Le 8 mai 1880, Gustave Flaubert s’éteint subitement dans sa maison de Croisset, à Canteleu, foudroyé par une hémorragie cérébrale. L’écrivain, considéré aujourd’hui comme l’un des piliers du roman moderne, meurt dans la solitude, accablé par la maladie, les pertes affectives et des soucis financiers qui ternissent ses dernières années.
Un écrivain de plus en plus seul
À partir des années 1870, la vie de Flaubert se fait plus sombre. La guerre franco-prussienne et l’occupation de la Normandie le contraignent à fuir Croisset. Il perd ensuite sa mère, pilier affectif de son existence, en 1872. La disparition de ses amis proches, notamment Louis Bouilhet et George Sand, le laisse sans soutien dans le monde littéraire.

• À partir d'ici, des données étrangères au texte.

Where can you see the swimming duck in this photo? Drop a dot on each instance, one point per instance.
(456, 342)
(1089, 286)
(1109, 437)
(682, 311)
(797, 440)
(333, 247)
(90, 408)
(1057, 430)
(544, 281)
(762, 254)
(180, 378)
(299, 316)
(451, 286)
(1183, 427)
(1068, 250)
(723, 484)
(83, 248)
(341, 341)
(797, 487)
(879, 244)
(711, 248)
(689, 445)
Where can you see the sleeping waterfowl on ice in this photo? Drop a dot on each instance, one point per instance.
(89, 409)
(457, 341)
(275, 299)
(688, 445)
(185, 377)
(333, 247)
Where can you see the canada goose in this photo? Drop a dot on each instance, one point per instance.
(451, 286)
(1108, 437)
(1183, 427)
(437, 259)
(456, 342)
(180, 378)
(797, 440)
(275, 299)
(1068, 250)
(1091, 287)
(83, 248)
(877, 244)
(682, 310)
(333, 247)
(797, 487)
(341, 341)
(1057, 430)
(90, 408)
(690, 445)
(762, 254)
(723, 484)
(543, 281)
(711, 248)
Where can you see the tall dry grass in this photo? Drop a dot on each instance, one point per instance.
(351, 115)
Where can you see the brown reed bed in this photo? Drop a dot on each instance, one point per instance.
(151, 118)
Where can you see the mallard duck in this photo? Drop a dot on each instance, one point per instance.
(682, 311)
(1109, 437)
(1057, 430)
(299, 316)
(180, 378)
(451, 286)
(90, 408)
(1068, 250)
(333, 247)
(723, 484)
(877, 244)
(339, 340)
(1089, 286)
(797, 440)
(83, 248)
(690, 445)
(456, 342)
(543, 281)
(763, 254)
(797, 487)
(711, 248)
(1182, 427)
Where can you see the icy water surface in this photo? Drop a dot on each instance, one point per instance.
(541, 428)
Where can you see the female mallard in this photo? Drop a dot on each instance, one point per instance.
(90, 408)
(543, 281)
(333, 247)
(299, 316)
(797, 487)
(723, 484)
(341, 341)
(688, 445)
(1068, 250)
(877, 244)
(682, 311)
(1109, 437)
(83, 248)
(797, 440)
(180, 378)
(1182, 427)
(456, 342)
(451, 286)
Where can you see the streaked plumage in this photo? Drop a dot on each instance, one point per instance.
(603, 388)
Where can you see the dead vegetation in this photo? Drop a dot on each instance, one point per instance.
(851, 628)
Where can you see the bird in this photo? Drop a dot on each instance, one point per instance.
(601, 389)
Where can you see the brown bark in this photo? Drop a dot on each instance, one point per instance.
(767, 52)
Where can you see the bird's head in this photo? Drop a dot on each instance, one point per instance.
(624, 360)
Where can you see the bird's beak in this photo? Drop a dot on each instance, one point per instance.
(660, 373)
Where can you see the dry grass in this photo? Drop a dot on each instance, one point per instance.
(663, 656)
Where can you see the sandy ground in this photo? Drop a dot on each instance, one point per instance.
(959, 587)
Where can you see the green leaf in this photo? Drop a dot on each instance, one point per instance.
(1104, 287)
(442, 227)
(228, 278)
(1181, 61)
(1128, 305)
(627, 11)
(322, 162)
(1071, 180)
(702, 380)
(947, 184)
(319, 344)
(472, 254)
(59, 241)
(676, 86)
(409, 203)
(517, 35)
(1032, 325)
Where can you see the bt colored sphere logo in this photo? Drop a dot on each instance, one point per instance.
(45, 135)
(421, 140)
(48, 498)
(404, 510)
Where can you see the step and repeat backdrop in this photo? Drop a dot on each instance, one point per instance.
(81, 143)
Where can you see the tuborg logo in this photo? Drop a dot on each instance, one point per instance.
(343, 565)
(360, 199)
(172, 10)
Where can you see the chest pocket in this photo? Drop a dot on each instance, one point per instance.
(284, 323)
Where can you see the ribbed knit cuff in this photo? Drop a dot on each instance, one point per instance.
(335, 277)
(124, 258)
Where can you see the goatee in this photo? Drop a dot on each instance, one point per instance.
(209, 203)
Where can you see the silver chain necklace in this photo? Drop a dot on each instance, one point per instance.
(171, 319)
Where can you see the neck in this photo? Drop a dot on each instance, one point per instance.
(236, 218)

Sa santé décline : il souffre de crises d’épilepsie, de névralgies, et son moral est miné par des revers financiers. La faillite de son neveu par alliance l’oblige à vendre ses biens, et il renonce à son appartement parisien.
Malgré cela, Flaubert continue d’écrire avec obstination. Il publie en 1877 Trois Contes, un recueil où transparaît toute la richesse de sa prose et sa capacité à mêler l’ironie, le sacré et le pathétique. Mais son grand projet, Bouvard et Pécuchet, une satire colossale des savoirs et des idées reçues, le laisse épuisé. L’œuvre, commencée en 1872, l’accompagne jusqu’à sa mort. Il n’en termine que les premiers chapitres, mais y consacre une immense documentation. Ce sera son dernier combat littéraire, une entreprise méthodique et ironique pour dénoncer la bêtise humaine.

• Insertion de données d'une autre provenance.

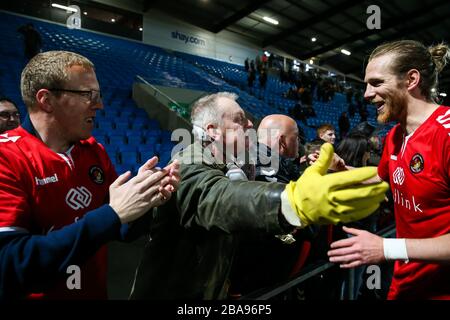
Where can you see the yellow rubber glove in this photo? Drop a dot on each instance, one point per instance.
(321, 198)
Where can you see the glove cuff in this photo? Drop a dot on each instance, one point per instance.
(290, 213)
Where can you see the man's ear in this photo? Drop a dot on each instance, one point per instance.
(44, 100)
(212, 131)
(412, 79)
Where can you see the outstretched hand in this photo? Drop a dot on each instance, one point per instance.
(363, 248)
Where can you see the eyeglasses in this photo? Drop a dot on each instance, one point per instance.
(5, 115)
(93, 96)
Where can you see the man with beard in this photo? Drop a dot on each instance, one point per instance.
(402, 82)
(193, 238)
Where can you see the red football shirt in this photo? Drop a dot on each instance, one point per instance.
(418, 169)
(41, 191)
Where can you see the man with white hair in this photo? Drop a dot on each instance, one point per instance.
(194, 235)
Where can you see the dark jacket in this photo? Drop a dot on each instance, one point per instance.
(194, 236)
(263, 259)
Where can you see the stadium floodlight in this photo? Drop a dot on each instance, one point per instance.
(270, 20)
(59, 6)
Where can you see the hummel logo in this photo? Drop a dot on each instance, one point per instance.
(47, 180)
(78, 198)
(5, 138)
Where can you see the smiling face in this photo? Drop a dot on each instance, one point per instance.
(328, 136)
(385, 90)
(74, 113)
(230, 134)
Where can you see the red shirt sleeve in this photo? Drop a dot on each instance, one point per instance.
(14, 208)
(383, 166)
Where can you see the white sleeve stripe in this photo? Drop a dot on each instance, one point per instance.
(288, 212)
(9, 229)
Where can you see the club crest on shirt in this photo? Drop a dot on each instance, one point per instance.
(416, 164)
(96, 174)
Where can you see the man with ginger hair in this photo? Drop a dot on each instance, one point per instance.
(402, 82)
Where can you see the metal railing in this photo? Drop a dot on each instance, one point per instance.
(158, 93)
(308, 273)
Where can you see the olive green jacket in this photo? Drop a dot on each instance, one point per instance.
(193, 237)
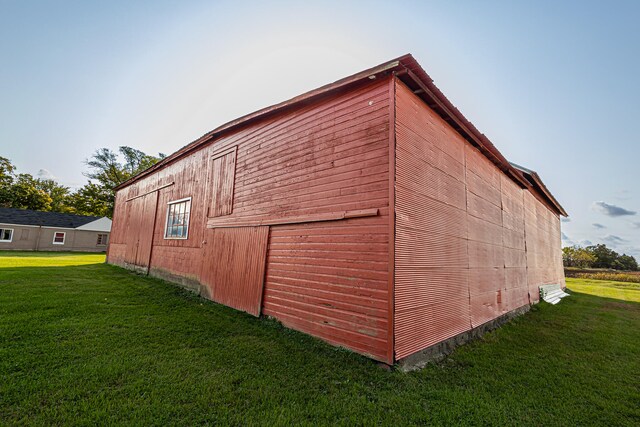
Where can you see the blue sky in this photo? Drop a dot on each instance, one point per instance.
(552, 84)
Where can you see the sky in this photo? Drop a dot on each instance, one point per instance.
(554, 85)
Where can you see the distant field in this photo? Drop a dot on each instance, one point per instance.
(598, 274)
(86, 343)
(43, 259)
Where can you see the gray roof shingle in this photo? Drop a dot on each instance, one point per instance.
(47, 219)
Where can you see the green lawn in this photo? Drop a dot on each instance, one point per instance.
(82, 342)
(626, 291)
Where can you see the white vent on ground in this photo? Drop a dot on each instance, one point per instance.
(552, 293)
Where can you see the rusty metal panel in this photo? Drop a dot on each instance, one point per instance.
(233, 264)
(332, 278)
(431, 257)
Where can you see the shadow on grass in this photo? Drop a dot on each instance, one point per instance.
(44, 254)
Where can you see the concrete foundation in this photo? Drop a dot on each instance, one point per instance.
(441, 350)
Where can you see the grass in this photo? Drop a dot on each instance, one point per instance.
(625, 291)
(600, 274)
(82, 342)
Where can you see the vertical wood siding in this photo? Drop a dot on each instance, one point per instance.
(329, 279)
(461, 254)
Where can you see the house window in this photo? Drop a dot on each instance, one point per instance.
(6, 234)
(177, 225)
(221, 183)
(58, 237)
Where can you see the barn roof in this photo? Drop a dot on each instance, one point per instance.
(46, 219)
(407, 69)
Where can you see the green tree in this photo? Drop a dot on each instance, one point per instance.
(92, 199)
(109, 172)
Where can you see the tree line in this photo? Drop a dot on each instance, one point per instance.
(106, 170)
(597, 256)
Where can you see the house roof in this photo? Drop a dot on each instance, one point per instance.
(407, 69)
(46, 219)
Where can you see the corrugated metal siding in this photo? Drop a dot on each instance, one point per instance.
(460, 233)
(233, 266)
(140, 214)
(329, 156)
(431, 260)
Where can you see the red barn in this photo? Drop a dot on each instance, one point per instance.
(368, 213)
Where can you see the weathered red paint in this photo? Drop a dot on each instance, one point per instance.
(368, 213)
(233, 266)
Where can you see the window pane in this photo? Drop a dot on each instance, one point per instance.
(178, 220)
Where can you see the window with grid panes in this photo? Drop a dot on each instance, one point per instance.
(177, 225)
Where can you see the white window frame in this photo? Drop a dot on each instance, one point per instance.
(2, 229)
(106, 239)
(166, 219)
(64, 237)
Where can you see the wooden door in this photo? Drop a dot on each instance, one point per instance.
(140, 226)
(233, 266)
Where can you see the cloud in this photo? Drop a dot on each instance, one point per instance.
(612, 210)
(45, 174)
(566, 240)
(614, 240)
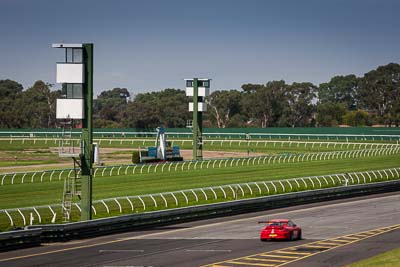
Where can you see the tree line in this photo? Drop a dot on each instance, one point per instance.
(373, 99)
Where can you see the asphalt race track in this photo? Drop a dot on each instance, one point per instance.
(234, 241)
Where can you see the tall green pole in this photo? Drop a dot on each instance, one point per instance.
(195, 117)
(87, 135)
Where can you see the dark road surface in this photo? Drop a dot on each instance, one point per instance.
(222, 240)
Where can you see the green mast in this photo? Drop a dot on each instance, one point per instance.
(197, 152)
(199, 89)
(87, 135)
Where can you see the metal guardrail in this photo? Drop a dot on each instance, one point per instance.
(65, 232)
(197, 196)
(133, 169)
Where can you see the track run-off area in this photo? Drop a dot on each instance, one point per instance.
(335, 233)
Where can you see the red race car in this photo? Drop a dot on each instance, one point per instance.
(283, 229)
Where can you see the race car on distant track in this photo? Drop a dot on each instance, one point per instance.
(282, 229)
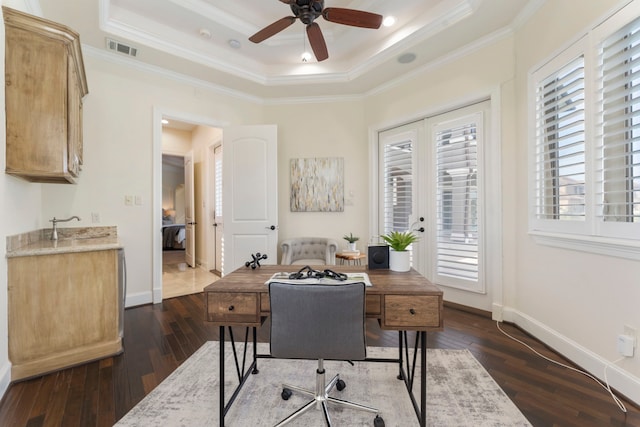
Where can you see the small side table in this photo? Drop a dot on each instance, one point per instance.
(350, 257)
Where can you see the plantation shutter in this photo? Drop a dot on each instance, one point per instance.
(560, 144)
(397, 155)
(618, 151)
(457, 198)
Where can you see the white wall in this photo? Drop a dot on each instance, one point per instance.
(484, 71)
(118, 155)
(335, 129)
(579, 315)
(575, 301)
(21, 206)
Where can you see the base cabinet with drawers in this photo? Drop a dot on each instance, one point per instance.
(64, 309)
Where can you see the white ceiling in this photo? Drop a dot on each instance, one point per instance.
(167, 34)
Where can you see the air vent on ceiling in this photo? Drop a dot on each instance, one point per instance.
(121, 47)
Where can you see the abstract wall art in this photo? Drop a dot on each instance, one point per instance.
(317, 184)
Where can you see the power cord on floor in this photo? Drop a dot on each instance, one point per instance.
(606, 386)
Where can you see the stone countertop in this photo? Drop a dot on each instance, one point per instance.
(69, 240)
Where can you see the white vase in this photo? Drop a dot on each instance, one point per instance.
(399, 260)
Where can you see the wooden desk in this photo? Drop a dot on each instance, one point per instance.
(400, 301)
(356, 258)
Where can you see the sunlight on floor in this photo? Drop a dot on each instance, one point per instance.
(180, 279)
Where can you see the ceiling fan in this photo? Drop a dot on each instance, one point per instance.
(307, 11)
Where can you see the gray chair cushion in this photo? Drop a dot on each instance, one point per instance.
(315, 321)
(309, 251)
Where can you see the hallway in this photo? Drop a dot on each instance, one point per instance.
(179, 279)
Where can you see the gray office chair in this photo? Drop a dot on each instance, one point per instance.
(309, 251)
(314, 321)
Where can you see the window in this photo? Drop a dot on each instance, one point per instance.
(618, 181)
(560, 144)
(457, 197)
(397, 187)
(432, 181)
(585, 158)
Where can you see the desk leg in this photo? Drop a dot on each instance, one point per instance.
(423, 379)
(221, 375)
(400, 375)
(255, 352)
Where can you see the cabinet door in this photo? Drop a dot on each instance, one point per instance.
(36, 93)
(74, 121)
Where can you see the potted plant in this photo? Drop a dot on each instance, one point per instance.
(399, 259)
(352, 241)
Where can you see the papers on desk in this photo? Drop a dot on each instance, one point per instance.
(351, 278)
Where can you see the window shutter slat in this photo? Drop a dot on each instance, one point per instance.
(457, 222)
(618, 150)
(560, 144)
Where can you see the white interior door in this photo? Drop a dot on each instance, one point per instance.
(218, 220)
(189, 211)
(250, 194)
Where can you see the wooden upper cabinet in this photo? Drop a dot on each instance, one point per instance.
(45, 84)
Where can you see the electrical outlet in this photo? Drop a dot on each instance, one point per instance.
(628, 330)
(626, 344)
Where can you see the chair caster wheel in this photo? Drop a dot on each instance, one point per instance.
(286, 393)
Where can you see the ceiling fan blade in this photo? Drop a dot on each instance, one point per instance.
(355, 18)
(316, 40)
(273, 29)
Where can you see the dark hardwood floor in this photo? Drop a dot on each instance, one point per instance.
(158, 338)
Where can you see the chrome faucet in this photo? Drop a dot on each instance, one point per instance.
(54, 234)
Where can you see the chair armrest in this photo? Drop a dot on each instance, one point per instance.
(332, 248)
(286, 252)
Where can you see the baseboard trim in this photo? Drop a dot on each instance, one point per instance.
(140, 298)
(468, 309)
(5, 378)
(625, 383)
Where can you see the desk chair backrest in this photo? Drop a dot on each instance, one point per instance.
(314, 321)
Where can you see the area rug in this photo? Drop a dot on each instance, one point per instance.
(460, 392)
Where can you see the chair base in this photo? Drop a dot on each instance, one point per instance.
(321, 398)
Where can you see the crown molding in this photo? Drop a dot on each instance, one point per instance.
(162, 72)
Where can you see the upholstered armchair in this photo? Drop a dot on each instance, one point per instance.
(309, 251)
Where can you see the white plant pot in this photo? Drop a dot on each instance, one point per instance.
(399, 261)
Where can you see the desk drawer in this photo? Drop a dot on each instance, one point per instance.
(373, 306)
(411, 312)
(233, 307)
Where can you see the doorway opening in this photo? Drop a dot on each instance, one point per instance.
(184, 202)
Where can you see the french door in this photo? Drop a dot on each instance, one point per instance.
(432, 181)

Une fin tragique et une reconnaissance tardive
Le 8 mai 1880, seul à Croisset, Flaubert est retrouvé inanimé dans son cabinet de travail. Il avait 58 ans. Trois jours plus tard, ses funérailles à Rouen rassemblent de nombreux écrivains : Maupassant, son « fils spirituel », Zola, Daudet, les frères Goncourt… Tous viennent saluer une figure qu’ils considèrent comme un maître. Maupassant, en particulier, pleure la perte de celui qui l’avait guidé dans ses débuts et auquel il dédiera plusieurs écrits.

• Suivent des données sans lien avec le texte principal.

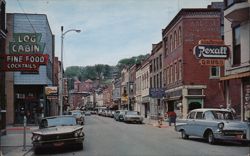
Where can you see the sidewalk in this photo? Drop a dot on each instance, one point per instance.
(12, 144)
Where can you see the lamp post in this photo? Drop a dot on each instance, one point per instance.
(61, 80)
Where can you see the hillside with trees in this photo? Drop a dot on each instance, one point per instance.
(101, 72)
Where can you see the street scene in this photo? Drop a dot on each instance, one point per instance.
(105, 136)
(128, 78)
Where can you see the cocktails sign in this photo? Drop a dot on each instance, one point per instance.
(26, 53)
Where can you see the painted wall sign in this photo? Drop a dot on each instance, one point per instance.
(211, 51)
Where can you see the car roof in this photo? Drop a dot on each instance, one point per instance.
(61, 116)
(210, 109)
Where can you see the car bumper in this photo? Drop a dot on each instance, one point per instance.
(132, 120)
(237, 137)
(57, 143)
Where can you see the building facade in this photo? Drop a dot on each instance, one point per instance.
(188, 84)
(3, 35)
(156, 80)
(237, 67)
(25, 90)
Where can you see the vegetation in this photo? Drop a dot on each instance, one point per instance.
(101, 72)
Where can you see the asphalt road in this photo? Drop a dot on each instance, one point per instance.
(106, 137)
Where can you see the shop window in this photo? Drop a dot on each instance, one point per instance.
(236, 46)
(214, 72)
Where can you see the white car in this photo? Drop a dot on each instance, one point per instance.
(133, 116)
(213, 125)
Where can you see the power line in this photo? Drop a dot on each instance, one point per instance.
(19, 4)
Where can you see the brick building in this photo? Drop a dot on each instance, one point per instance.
(25, 90)
(188, 84)
(3, 34)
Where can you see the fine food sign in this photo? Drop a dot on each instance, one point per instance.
(211, 52)
(25, 53)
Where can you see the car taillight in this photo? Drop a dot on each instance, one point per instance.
(36, 138)
(221, 125)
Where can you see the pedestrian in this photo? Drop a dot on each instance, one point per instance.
(171, 117)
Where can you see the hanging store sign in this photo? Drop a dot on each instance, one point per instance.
(212, 62)
(211, 51)
(23, 62)
(26, 43)
(25, 53)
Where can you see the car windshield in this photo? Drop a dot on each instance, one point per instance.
(132, 113)
(60, 121)
(222, 115)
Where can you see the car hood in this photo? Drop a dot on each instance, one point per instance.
(133, 116)
(229, 124)
(57, 130)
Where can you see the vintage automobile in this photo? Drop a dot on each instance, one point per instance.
(79, 115)
(133, 116)
(213, 125)
(58, 131)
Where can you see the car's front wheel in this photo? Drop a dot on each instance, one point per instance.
(184, 135)
(210, 137)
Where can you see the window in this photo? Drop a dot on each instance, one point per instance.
(179, 36)
(180, 70)
(191, 115)
(214, 72)
(175, 72)
(236, 46)
(167, 76)
(160, 62)
(175, 39)
(170, 44)
(199, 115)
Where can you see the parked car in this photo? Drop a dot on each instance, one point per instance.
(87, 113)
(58, 131)
(213, 125)
(133, 116)
(119, 115)
(79, 115)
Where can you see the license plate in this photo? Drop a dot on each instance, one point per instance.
(239, 136)
(58, 144)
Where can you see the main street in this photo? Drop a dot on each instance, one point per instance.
(107, 137)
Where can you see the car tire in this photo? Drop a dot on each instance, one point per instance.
(210, 137)
(184, 135)
(37, 150)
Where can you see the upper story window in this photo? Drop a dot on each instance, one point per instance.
(231, 2)
(179, 36)
(171, 44)
(175, 39)
(160, 61)
(166, 46)
(236, 46)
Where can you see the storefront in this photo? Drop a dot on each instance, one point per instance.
(29, 101)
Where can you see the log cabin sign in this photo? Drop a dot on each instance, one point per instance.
(25, 53)
(211, 52)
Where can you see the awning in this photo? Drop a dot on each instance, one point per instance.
(235, 76)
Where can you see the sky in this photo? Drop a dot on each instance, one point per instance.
(111, 30)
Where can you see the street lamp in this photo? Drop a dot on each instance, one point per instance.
(61, 90)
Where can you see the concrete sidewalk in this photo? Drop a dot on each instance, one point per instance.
(12, 144)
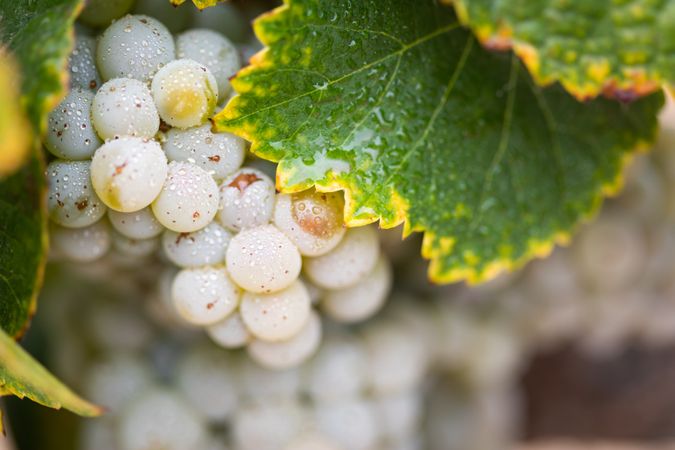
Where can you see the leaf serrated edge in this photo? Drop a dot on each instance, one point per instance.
(536, 248)
(501, 38)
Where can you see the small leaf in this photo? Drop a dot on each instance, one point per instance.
(15, 132)
(22, 376)
(23, 244)
(201, 4)
(394, 102)
(40, 34)
(623, 49)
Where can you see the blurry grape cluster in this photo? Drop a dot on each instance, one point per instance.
(163, 229)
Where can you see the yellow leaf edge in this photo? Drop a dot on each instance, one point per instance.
(15, 131)
(22, 376)
(500, 37)
(537, 249)
(201, 4)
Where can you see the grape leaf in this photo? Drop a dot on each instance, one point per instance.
(22, 376)
(15, 133)
(590, 46)
(395, 103)
(201, 4)
(40, 35)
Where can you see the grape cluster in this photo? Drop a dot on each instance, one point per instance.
(138, 168)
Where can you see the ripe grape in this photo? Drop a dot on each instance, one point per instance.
(115, 380)
(128, 173)
(124, 107)
(353, 258)
(263, 260)
(246, 199)
(213, 50)
(101, 12)
(134, 47)
(290, 353)
(206, 382)
(71, 200)
(139, 224)
(185, 93)
(277, 316)
(136, 248)
(160, 419)
(82, 64)
(204, 296)
(70, 131)
(219, 154)
(229, 332)
(362, 300)
(188, 201)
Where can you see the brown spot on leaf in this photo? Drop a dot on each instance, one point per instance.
(243, 180)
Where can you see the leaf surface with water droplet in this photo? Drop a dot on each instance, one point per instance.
(395, 103)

Flaubert quitte ce monde sans avoir connu la gloire apaisée. Il avait souvent dit qu’il ne vivait que pour écrire, se décrivant comme un « homme-plume ». Sa fin de vie, marquée par la misère matérielle, l’amertume et l’isolement, contraste avec la postérité de son œuvre. Aujourd’hui, Madame Bovary, L’Éducation sentimentale ou encore Trois Contes figurent au panthéon de la littérature française.
Sa tombe au cimetière monumental de Rouen, sobre et discrète, reflète peut-être la vie intérieure de cet écrivain exigeant, désillusionné, mais résolument fidèle à sa vocation.